Lynn Truss has taught me something four years as an english major could not- I finally know how to use an apostrophe on words that end with “s”. Thank God. In another life, Truss could be a comedian, performing to audiences of English majors worldwide. This book is also a history lesson, as Truss laces each chapter with anecdotes about how each punctuation mark was created, as well as any international mishaps each may have caused when used improperly.
A sobering look into the world of America’s poorest. The authors follow several families in various locations (examples include Detroit and Appalachia) whose income amounts to the equivalent of 2.00 per family member per day. This is through no fault of the people themselves and is a direct result of illness, injury, and a chronic inability to secure full time hours, which are desperately needed to support a family. A stark reminder that in some places, the jobs just aren’t there.
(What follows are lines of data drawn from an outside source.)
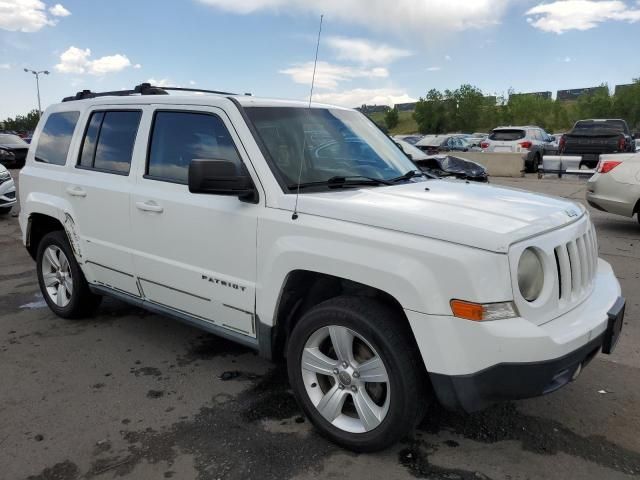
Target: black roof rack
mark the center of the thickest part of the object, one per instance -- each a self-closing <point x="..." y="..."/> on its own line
<point x="142" y="89"/>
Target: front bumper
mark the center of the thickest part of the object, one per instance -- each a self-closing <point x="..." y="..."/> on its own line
<point x="474" y="364"/>
<point x="511" y="381"/>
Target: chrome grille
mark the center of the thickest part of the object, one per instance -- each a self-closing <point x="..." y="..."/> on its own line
<point x="576" y="262"/>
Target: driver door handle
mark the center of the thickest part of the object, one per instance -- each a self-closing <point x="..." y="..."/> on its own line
<point x="76" y="191"/>
<point x="149" y="206"/>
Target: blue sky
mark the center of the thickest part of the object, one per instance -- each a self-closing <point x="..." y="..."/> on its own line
<point x="372" y="51"/>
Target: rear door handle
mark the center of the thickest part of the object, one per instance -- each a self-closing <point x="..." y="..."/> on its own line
<point x="76" y="191"/>
<point x="149" y="206"/>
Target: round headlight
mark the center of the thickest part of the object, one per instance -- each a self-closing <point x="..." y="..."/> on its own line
<point x="530" y="275"/>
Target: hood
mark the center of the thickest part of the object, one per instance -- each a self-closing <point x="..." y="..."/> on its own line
<point x="14" y="146"/>
<point x="478" y="215"/>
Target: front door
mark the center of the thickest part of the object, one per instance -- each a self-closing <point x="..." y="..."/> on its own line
<point x="194" y="253"/>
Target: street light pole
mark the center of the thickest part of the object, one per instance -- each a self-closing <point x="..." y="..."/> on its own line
<point x="37" y="74"/>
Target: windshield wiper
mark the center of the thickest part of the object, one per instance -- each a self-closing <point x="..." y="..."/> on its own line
<point x="343" y="181"/>
<point x="407" y="176"/>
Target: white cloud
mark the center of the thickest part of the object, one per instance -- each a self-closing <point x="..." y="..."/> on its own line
<point x="108" y="64"/>
<point x="77" y="60"/>
<point x="359" y="96"/>
<point x="365" y="52"/>
<point x="564" y="15"/>
<point x="329" y="75"/>
<point x="27" y="15"/>
<point x="162" y="82"/>
<point x="422" y="17"/>
<point x="59" y="11"/>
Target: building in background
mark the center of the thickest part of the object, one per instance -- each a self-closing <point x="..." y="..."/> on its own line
<point x="575" y="93"/>
<point x="406" y="107"/>
<point x="546" y="95"/>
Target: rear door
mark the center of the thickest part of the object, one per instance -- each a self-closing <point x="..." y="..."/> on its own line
<point x="99" y="188"/>
<point x="194" y="253"/>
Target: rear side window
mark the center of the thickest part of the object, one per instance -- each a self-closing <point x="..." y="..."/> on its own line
<point x="55" y="138"/>
<point x="108" y="141"/>
<point x="507" y="135"/>
<point x="179" y="137"/>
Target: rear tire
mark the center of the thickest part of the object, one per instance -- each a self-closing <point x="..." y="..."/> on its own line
<point x="533" y="166"/>
<point x="367" y="415"/>
<point x="61" y="280"/>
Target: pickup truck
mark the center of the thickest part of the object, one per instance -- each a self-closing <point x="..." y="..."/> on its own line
<point x="591" y="138"/>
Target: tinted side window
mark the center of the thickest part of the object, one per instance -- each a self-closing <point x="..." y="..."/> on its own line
<point x="90" y="138"/>
<point x="109" y="140"/>
<point x="179" y="137"/>
<point x="55" y="138"/>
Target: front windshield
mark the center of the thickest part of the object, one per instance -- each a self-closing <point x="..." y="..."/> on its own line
<point x="416" y="153"/>
<point x="319" y="144"/>
<point x="10" y="139"/>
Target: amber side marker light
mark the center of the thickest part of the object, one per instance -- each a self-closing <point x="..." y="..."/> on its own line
<point x="479" y="312"/>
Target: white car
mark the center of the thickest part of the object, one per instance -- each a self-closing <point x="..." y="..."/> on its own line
<point x="383" y="289"/>
<point x="7" y="191"/>
<point x="615" y="187"/>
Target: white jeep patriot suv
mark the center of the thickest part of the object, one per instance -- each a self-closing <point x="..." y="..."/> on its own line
<point x="304" y="232"/>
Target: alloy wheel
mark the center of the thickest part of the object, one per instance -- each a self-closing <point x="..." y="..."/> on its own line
<point x="56" y="276"/>
<point x="345" y="379"/>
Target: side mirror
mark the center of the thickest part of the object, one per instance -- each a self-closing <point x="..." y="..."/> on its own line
<point x="220" y="177"/>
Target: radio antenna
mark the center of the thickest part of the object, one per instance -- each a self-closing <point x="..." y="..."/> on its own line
<point x="304" y="138"/>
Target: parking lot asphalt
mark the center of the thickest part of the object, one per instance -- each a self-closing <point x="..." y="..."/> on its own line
<point x="128" y="394"/>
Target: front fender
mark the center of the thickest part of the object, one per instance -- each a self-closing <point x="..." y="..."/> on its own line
<point x="422" y="274"/>
<point x="52" y="206"/>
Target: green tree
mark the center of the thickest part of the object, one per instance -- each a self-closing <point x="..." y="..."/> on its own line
<point x="466" y="105"/>
<point x="430" y="113"/>
<point x="391" y="118"/>
<point x="22" y="123"/>
<point x="598" y="104"/>
<point x="626" y="104"/>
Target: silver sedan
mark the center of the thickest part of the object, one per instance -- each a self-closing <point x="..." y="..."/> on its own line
<point x="615" y="187"/>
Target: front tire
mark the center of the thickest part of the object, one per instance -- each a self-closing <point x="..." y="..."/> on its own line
<point x="61" y="280"/>
<point x="356" y="373"/>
If you’re planning on voting this November, you should read this book. The version I read had somewhat dated examples, being a little over 10 years old, but the economic policy it covers is just as relevant today. Wheelan will show you both sides of the coin on economic policy such as balancing the budget, globalization and trade agreements, and outline various economic theories. Read this book, if only so when people ask you what you think our country’s fiscal policy should be, you can supply a ready answer and look smart as hell.
A regular columnist for the New York Times, Frank Bruni has long been known for writing about the madness that is today’s college admissions process. Through various case studies and research data, Bruni asserts that it really doesn’t matter where you go to school- it’s what you do with your time there that really counts. Read this to feel empowered about your own innate potential, even if you’ve already graduated.